向かって左側が「昇り龍」、右側が「降り龍」
 
     

                            拝殿
 
                            神楽殿
 
      
  阿部稲荷神社
拝殿に向かって右側にある、境内末社の阿部稲荷神社は、上社(左の写真)と下社(右の写真)があり、上社は「天の恵みの霊」を、下社は「地の恵みの霊」と「霊泉」を祀っています。
   
 
     
板垣退助の墓
拝殿の裏側に回ると板垣退助のお墓があります。
板垣退助は、幕末の天保8(1837)年に甲斐武田の重臣であった板垣信方を祖とする土佐藩士の乾正成の嫡男として生まれた人で、武力倒幕を唱え、戊辰戦争では近衛隊総督として土佐藩兵を率いて従軍、慶応4年の甲斐勝沼の戦いで近藤勇率いる新選組を撃破するなどの戦功をたてていました。明治時代に入ってからは、明治政府の参与に就任するも岩倉具視の間で征韓論争の後に下野し、自由民権運動を展開しました。
明治15(1882)年に岐阜において遊説中に暴漢に襲われ負傷した際に「我死すとも自由は死せん」とい云った言葉が、後に「板垣死すとも自由は死せず」という表現で広く伝わることとなったことは有名です。

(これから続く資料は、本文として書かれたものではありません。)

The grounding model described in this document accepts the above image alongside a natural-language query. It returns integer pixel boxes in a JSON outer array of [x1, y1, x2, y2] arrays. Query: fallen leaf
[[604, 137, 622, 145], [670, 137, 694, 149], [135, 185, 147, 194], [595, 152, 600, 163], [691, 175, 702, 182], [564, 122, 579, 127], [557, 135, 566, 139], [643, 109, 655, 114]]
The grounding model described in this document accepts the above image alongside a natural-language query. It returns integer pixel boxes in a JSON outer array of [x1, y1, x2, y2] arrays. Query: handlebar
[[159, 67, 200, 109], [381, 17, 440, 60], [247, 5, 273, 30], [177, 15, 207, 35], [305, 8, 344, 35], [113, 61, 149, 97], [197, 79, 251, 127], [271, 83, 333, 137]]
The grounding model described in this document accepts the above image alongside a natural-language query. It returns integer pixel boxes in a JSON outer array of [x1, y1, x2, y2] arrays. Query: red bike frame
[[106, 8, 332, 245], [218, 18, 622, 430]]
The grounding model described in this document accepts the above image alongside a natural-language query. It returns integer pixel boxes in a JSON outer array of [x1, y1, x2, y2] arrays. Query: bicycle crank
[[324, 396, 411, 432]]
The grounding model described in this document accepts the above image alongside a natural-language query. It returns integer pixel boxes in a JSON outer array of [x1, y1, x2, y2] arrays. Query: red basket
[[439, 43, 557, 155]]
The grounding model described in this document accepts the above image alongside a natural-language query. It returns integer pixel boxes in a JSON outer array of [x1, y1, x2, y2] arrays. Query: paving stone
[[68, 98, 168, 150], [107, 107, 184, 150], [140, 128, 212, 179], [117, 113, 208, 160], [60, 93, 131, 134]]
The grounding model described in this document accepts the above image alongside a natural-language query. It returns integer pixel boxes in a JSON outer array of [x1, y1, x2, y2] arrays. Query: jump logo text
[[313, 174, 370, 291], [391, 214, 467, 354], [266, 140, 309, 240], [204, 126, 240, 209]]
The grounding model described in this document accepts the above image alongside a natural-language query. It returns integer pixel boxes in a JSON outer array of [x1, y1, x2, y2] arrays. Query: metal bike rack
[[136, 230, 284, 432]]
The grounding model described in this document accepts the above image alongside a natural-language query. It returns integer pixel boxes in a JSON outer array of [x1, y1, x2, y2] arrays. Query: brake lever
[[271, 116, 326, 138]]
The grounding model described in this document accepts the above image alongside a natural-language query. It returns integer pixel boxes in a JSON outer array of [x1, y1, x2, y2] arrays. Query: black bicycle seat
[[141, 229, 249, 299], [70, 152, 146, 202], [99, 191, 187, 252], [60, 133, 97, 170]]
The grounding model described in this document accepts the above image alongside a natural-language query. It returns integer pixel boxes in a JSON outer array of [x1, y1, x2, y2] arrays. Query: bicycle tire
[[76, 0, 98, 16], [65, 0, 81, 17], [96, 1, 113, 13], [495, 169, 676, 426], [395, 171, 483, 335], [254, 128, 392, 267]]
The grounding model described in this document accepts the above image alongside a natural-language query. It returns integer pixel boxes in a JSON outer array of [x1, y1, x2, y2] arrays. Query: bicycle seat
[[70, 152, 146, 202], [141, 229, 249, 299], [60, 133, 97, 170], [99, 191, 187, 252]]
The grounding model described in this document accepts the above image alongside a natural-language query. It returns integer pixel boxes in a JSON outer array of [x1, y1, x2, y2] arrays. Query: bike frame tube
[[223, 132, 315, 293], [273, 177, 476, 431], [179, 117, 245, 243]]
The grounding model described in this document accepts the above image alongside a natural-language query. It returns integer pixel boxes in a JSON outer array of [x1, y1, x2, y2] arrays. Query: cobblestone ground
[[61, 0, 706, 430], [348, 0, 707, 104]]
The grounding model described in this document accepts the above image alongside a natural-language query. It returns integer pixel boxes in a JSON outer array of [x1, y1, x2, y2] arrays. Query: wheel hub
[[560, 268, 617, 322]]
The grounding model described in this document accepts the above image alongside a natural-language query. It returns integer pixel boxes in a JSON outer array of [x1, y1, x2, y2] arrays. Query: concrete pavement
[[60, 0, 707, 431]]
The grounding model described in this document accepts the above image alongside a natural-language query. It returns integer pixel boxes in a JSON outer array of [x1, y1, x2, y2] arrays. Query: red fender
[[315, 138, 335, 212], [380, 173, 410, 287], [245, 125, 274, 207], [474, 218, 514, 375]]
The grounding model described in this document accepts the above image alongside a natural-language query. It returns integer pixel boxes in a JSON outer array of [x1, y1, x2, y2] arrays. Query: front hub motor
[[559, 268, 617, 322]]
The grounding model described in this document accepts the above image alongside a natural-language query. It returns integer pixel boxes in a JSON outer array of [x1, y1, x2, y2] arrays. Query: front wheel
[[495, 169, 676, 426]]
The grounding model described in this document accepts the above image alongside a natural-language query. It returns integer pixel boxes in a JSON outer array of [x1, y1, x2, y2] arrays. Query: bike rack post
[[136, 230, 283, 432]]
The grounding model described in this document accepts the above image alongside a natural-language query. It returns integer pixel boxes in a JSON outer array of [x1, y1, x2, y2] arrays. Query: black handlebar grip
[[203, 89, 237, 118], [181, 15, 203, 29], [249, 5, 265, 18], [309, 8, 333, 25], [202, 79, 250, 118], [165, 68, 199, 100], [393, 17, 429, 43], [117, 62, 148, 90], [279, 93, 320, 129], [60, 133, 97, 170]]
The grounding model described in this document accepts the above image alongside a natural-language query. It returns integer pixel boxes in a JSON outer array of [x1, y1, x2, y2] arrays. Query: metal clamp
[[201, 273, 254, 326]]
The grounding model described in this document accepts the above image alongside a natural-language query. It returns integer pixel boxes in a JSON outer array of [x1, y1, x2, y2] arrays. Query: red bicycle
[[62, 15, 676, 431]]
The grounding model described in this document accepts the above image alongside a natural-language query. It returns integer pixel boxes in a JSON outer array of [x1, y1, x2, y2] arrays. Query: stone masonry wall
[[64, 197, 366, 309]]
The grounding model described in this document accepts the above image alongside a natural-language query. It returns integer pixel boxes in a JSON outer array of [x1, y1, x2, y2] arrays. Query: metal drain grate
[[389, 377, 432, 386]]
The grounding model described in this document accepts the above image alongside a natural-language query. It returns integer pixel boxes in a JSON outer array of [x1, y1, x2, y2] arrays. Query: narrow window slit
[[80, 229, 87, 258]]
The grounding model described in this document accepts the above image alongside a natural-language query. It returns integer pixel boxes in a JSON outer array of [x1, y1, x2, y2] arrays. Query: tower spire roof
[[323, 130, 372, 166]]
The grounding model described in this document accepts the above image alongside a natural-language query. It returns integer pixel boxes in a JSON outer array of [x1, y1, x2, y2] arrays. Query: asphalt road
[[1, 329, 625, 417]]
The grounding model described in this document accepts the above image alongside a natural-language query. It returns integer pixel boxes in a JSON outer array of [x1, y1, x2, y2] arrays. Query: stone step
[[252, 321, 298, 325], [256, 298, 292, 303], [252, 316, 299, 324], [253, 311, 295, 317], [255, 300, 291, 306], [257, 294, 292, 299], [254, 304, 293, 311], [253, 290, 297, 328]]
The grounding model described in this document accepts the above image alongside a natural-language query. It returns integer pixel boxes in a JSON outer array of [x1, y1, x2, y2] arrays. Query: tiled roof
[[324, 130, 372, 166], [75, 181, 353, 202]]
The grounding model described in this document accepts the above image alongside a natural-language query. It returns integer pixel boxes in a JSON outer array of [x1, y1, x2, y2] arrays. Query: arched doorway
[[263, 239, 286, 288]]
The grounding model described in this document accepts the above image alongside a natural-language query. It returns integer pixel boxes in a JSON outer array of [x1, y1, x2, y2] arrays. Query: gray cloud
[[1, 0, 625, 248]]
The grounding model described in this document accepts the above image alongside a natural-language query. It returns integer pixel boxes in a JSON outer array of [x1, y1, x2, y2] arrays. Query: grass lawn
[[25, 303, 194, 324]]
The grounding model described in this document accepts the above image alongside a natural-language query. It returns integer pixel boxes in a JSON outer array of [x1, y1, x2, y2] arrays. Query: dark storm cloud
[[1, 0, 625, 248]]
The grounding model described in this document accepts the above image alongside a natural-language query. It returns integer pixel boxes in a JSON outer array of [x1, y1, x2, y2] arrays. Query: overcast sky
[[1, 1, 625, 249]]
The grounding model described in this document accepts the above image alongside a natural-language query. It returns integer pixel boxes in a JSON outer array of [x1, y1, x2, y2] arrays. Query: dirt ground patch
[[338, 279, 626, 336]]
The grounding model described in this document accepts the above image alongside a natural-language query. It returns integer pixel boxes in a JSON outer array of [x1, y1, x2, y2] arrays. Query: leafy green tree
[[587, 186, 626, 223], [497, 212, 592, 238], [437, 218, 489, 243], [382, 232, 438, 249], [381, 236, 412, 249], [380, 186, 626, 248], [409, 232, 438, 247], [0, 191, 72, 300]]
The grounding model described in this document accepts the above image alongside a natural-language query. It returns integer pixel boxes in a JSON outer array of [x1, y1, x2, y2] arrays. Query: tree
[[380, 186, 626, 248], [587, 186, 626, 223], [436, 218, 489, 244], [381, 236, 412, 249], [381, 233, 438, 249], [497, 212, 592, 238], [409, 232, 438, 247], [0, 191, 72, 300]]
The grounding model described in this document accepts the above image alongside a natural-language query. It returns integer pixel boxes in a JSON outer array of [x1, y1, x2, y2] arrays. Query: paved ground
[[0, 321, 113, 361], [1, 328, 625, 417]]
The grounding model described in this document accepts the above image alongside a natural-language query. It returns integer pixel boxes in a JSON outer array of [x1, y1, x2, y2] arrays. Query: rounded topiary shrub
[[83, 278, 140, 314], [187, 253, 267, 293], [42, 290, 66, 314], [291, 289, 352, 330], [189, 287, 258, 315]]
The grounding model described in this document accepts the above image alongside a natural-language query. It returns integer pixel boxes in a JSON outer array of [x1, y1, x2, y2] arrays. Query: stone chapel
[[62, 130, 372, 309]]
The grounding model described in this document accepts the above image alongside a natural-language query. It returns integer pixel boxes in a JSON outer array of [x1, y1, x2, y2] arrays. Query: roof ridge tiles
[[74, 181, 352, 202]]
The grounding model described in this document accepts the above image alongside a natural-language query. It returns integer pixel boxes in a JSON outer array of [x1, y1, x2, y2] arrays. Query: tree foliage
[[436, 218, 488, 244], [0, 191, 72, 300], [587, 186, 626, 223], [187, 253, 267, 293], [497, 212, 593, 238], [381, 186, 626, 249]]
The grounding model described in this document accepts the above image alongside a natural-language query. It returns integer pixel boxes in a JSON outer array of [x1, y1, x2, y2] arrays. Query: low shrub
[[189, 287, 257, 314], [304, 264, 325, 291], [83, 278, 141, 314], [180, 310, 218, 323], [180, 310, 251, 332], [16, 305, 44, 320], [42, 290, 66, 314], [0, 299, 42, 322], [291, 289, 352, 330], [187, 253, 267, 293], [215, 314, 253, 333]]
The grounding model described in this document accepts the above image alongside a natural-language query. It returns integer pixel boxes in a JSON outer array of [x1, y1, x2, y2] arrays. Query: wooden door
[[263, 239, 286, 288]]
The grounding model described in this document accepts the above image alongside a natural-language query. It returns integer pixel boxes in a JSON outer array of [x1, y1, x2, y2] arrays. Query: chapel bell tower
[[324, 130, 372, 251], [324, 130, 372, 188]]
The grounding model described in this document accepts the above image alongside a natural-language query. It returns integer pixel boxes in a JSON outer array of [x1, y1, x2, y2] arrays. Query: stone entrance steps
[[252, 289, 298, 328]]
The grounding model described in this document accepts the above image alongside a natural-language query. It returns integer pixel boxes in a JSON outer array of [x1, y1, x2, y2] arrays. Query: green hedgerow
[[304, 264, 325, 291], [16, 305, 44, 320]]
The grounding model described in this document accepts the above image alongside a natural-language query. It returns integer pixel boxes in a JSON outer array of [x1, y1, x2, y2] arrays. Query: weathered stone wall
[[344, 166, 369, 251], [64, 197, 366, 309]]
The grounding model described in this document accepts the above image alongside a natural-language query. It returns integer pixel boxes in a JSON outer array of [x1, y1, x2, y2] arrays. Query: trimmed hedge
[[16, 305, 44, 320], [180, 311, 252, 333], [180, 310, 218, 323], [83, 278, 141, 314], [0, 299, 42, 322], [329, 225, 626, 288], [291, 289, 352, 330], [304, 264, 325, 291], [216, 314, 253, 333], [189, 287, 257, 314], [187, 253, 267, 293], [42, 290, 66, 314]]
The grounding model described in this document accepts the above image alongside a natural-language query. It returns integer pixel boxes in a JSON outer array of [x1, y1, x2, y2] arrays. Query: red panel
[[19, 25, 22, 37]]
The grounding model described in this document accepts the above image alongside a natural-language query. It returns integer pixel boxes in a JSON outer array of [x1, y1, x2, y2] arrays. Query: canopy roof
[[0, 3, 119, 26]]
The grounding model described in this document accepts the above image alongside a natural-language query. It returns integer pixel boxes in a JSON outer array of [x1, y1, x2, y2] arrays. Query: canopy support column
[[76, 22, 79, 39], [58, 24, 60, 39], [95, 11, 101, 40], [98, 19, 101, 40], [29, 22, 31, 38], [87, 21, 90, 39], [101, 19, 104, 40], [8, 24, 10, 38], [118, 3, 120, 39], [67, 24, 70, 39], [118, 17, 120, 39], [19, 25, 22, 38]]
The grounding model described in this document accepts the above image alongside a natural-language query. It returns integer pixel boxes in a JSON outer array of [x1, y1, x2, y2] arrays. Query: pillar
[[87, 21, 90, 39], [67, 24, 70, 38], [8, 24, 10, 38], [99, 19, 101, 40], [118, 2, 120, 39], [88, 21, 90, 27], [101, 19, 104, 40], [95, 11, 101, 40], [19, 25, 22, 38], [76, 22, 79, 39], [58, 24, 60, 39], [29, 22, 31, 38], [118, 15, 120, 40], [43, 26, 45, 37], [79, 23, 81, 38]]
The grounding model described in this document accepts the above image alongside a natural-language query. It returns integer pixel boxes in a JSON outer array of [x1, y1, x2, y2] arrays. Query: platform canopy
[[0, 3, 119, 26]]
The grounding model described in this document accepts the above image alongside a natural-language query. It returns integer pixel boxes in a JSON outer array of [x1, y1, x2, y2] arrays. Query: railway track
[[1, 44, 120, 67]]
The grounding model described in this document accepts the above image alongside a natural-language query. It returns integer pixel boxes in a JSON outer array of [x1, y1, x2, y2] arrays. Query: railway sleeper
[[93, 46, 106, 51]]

お墓の右側には元総理大臣佐藤栄作揮毫による「板垣死すとも自由は死せず」と刻まれた石があります。
   
 
      
浅間神社と品川富士
境内には都内で最大の高さ(18m)の富士塚(品川富士)があり、麓には浅間神社が末社としてあります。
     
 
     

品川富士の山頂からは天王洲方面が一望できます。
 
 
 
      
品川宿本陣跡
 
東海道の最初の宿場町品川宿は、中山道の板橋宿、甲州街道の内藤新宿、奥州街道の千住宿と並んで江戸四宿と呼ばれたところで、関ヶ原後の慶長6(1601)年に設置されました。宿場は北品川宿、南品川宿、新宿にわかれていましたが、江戸時代中期には南品川宿の本陣が廃止され、ここ北品川宿の本陣だけとなりました。現在は、本陣跡を示す石碑と古ぼけた木製の看板が残されており、一帯は品川区の聖蹟公園となっています。
(所在:品川区北品川2-7-21)
    品川宿一里塚跡
 
江戸日本橋から京都三条大橋までの東海道は里程124里8丁(約488km)あったとのことで、里程を示す1里塚が設けられていましたが、ここはちょうど日本橋から2里目とのことで、一里塚あったようですけど、現在は品海公園の入口に、ご覧のような石碑だけで、目印とて当時植えられた樹木(榎か松)は残っていません。
そういえば、ここで一休みしていた時に出会ったった70歳の男性は、日本橋から歩いた約3時間でここに着き、これから京都まで歩くと話してましたがどこまで進んだのでしょうか。
(所在:品川区北品川1-30)
 
 
     
善福寺
 
鎌倉時代後期の永仁2(1294)年に創建された時宗のお寺で、本堂の軒下には、江戸時代に活躍し鏝絵で有名な伊豆長八の龍の絵があります。軒下ですが、残念なことに殆ど修復されていないので剥がれ落ちている箇所が多く残っているのはわずかとなっています。